A second debate concerns optimization pathologies in diffusion and flow models. "Beyond Reward Margin" shows that DPO can suffer from likelihood displacement in video generation, meaning that chosen-sample probabilities can decrease during training. Its analysis identifies Optimization Conflict for small reward margins and Suboptimal Maximization for large reward margins, then proposes PG-DPO with Adaptive Rejection Scaling and Implicit Preference Regularization. The reported outcome is that PG-DPO outperforms baseline DPO and SFT across CLIPScore, HPS-v2, VideoAlign, temporal flickering, aesthetic quality, VQA, and human study metrics (Xu et al., 24 Nov 2025). For AV-DPO, this is not a peripheral concern: multimodal branches may intensify exactly the same margin-sensitive conflicts.
A third issue is preference-label bias. JavisDiT++ explicitly notes reward model bias, imperfect metrics, and the limitations of a single round of offline AV-DPO on only 25k preference pairs (Liu et al., 22 Feb 2026). V2A-DPO relies on AudioScore, which is itself trained on 2K videos and 10K generated audios and therefore inherits the inductive biases of ImageBind, CLAP, Synchformer, PANNs, and PESQ (Chan et al., 11 Mar 2026).
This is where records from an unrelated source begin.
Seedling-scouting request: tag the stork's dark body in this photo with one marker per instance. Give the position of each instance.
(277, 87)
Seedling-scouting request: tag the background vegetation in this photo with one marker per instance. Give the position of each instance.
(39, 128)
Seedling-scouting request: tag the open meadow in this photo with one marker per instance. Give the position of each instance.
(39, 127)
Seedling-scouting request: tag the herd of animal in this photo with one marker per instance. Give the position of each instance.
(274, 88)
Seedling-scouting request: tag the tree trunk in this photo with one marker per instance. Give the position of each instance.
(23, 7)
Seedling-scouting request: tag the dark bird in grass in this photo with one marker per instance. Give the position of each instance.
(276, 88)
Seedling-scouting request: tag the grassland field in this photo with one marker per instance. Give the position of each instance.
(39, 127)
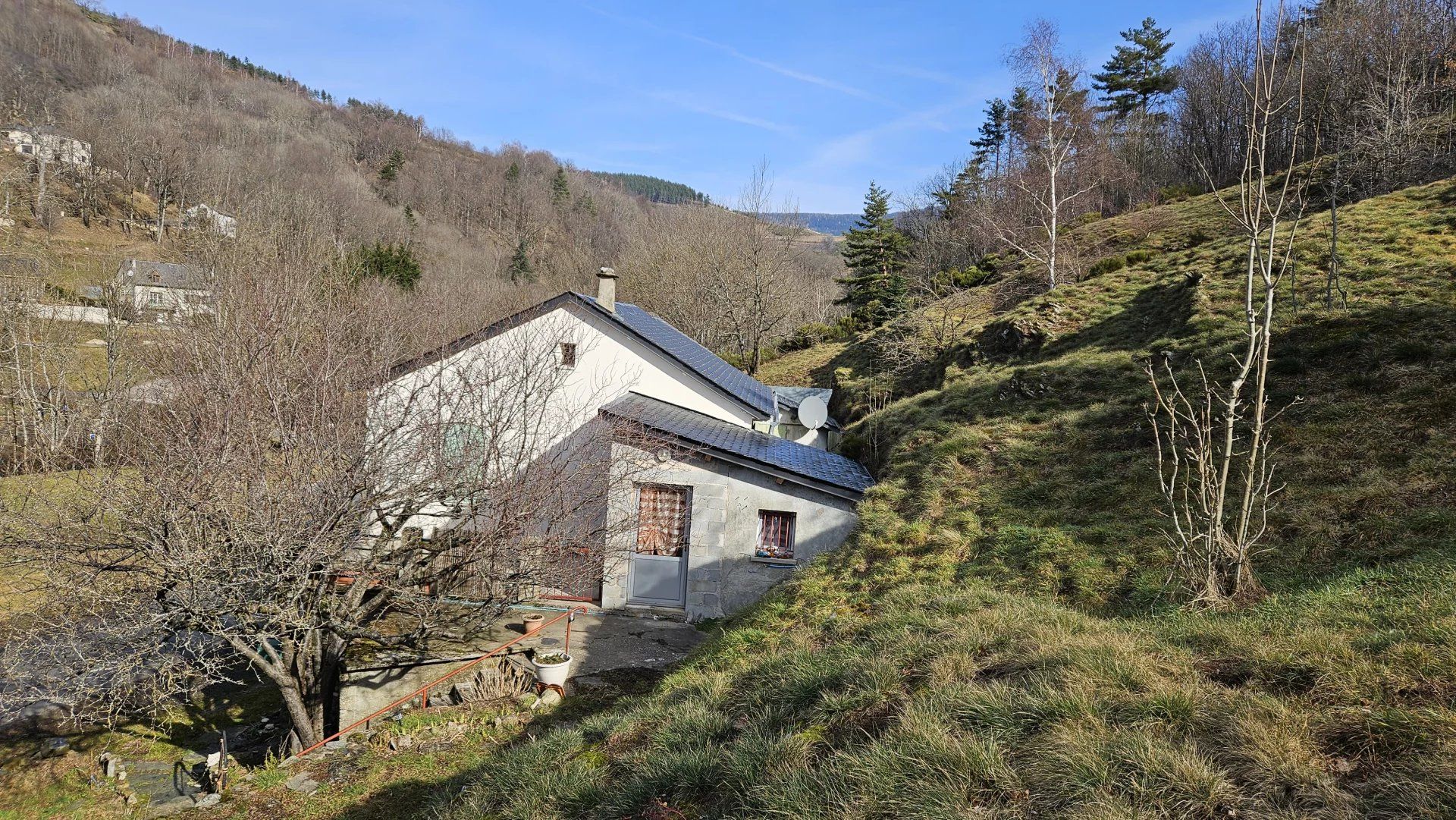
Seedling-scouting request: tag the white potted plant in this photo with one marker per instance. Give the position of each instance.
(551, 668)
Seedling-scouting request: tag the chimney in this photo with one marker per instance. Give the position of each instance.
(607, 289)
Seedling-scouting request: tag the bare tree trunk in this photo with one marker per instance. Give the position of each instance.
(1213, 459)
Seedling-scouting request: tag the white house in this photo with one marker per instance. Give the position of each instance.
(164, 291)
(212, 218)
(53, 147)
(745, 485)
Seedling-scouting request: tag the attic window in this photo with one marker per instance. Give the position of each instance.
(775, 535)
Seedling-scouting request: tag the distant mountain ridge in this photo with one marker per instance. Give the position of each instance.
(654, 188)
(833, 225)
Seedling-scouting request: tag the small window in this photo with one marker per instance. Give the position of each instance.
(775, 535)
(463, 449)
(663, 517)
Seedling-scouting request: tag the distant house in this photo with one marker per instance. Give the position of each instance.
(52, 147)
(210, 218)
(164, 291)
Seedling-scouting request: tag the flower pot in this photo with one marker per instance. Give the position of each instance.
(533, 622)
(552, 674)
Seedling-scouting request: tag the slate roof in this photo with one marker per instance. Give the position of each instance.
(692, 354)
(641, 324)
(792, 397)
(727, 437)
(168, 274)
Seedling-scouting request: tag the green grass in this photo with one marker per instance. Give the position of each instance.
(998, 639)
MultiSoundGen uses only automated preferences and notes that larger, higher-quality preference datasets and more fine-grained AV contrastive models would likely improve results (Yang et al., 24 Sep 2025).
A fourth issue is failure-mode coverage. SyncDPO shows that not all negative constructions are equally useful: Masking can severely hurt quality, while Scaling and Replacing are usually better-aligned with the target synchronization objective (Cheng et al., 12 May 2026). The code-switching audio DPO study shows the converse phenomenon: explicitly targeting translation-style corruptions can also reduce hallucination and language omission even without synthesizing those negatives directly (Quang et al., 13 May 2026). A plausible implication is that AV-DPO datasets should not be judged merely by size; they should be judged by whether their negatives capture the dominant error geometry of the target task.
The major open directions are already visible in the existing papers: scaling both preference data and model size; moving from offline automated ranking to richer human-in-the-loop supervision; exploring full-parameter AV-DPO rather than LoRA-only variants; building better reward models for audio-video synchrony and motion-sound causality; extending alignment from short clips to long videos and multi-source audio; and integrating controllability variables such as emotion, speaker identity, rhythm, or style into the preference space (Liu et al., 22 Feb 2026, Chan et al., 11 Mar 2026, Yang et al., 24 Sep 2025, Cheng et al., 12 May 2026). Across these directions, the central technical question remains stable: how to encode multimodal faithfulness, synchrony, and perceptual quality into preference structures that are informative enough to guide generation, yet stable enough not to damage the pretrained model’s underlying competence.